The connector does not capture changes in any database whose name is not in includedDatabases
. By default, the connector captures changes in all databases. Do not also set the excludedDatabases
connector configuration property.
includedTables
- Type: object
- Dynamic: ✔️
- Required: ❌
An optional, comma-separated list of regular expressions that match fully-qualified table identifiers of tables whose changes you want to capture.
The connector does not capture changes in any table not included in includedTables
. Each identifier is of the form databaseName.tableName. By default, the connector captures changes in every non-system table in each database whose changes are being captured.

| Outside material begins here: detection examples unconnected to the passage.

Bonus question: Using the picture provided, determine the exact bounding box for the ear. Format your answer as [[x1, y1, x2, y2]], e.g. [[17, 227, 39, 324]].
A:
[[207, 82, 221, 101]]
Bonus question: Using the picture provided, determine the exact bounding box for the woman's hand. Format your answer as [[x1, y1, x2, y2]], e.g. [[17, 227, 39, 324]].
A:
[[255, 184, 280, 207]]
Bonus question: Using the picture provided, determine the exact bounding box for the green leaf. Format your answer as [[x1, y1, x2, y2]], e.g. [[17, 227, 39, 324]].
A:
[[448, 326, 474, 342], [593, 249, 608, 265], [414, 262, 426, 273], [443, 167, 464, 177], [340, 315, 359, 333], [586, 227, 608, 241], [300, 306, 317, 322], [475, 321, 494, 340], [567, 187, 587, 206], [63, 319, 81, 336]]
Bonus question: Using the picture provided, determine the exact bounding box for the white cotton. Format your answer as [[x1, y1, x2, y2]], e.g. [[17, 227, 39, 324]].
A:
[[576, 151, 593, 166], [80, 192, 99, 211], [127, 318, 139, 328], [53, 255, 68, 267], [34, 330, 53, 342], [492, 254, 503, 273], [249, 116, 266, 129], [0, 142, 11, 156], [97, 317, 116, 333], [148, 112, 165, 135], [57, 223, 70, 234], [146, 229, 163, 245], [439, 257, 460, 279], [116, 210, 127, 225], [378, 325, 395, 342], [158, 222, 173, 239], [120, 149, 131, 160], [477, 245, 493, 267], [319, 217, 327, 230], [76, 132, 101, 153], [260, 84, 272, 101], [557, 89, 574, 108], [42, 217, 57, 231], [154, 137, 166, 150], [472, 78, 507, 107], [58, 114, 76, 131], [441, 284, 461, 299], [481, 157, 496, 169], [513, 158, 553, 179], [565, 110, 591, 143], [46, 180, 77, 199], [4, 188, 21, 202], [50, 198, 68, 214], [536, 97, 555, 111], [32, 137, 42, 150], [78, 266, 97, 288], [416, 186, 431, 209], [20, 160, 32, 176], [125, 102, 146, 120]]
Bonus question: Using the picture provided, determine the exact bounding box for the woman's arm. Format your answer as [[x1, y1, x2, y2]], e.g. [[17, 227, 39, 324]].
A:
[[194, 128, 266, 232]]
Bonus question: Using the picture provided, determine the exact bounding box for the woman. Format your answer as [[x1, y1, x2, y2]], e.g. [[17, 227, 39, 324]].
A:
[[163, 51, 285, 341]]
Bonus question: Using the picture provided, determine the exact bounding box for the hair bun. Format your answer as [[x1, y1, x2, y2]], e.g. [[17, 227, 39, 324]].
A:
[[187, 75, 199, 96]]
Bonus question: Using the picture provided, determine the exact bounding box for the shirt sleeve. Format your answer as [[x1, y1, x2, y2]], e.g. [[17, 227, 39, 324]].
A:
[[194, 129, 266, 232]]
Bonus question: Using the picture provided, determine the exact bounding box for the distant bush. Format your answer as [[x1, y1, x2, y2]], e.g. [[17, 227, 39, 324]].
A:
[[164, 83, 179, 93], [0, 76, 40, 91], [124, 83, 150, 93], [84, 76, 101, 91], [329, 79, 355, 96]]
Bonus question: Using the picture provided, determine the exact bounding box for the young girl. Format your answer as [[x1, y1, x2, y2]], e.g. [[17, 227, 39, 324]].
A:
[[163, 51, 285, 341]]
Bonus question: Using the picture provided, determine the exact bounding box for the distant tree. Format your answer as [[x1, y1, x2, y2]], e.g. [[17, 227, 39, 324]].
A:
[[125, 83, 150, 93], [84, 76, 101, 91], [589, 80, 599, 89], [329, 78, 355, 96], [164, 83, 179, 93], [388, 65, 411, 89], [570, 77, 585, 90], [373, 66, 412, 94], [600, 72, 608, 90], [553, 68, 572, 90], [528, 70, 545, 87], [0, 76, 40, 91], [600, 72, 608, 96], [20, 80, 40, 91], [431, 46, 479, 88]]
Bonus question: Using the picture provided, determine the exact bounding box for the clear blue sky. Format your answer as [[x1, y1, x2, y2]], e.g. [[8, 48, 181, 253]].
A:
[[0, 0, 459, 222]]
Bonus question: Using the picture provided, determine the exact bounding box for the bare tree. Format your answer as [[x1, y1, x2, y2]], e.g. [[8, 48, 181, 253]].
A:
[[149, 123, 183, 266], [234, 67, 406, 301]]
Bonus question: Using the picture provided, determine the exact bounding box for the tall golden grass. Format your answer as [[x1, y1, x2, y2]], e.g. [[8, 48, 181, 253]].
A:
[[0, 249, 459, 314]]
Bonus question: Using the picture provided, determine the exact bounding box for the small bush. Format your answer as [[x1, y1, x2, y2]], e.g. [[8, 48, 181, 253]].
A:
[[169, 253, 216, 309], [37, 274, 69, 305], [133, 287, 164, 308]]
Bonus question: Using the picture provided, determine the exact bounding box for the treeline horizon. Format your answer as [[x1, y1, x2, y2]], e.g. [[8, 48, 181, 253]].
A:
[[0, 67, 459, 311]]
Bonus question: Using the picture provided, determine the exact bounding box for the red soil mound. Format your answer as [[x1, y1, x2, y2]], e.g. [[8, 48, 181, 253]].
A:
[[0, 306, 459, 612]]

Do not also specify the excludedTables
connector configuration property.
maxDuration
- Type: string
- Dynamic: ❌
- Required: ❌
- Format:
duration
The max total processing duration
It's not an hard limit and is evaluated every second
maxRecords
- Type: integer
- Dynamic: ❌
- Required: ❌
The max number of rows to fetch before stopping
It's not an hard limit and is evaluated every second
maxWait
- Type: string
- Dynamic: ❌
- Required: ❌
- Default:
10.000000000
- Format:
duration
The max duration waiting for new rows
It's not an hard limit and is evaluated every second
password
- Type: string
- Dynamic: ✔️
- Required: ❌
Password on the remote server
properties
- Type: object
- SubType: string
- Dynamic: ✔️
- Required: ❌
Additional configuration properties
Any additional configuration properties that is valid for the current driver
sslCert
- Type: string
- Dynamic: ✔️
- Required: ❌
The SSL certificate for the client.
Must be a PEM encoded certificate
sslKey
- Type: string
- Dynamic: ✔️
- Required: ❌
The SSL private key of the client.
Must be a PEM encoded key
sslKeyPassword
- Type: string
- Dynamic: ✔️
- Required: ❌
The password to access the client private key
sslKey
.
sslMode
- Type: string
- Dynamic: ❌
- Required: ❌
- Default:
DISABLE
- Possible Values:
DISABLE
REQUIRE
VERIFY_CA
VERIFY_FULL
Whether to use an encrypted connection to the PostgreSQL server. Options include:
DISABLE
uses an unencrypted connection.REQUIRE
uses a secure (encrypted) connection, and fails if one cannot be established.VERIFY_CA
behaves like require but also verifies the server TLS certificate against the configured Certificate Authority (CA) certificates, or fails if no valid matching CA certificates are found.VERIFY_FULL
behaves like verify-ca but also verifies that the server certificate matches the host to which the connector is trying to connect.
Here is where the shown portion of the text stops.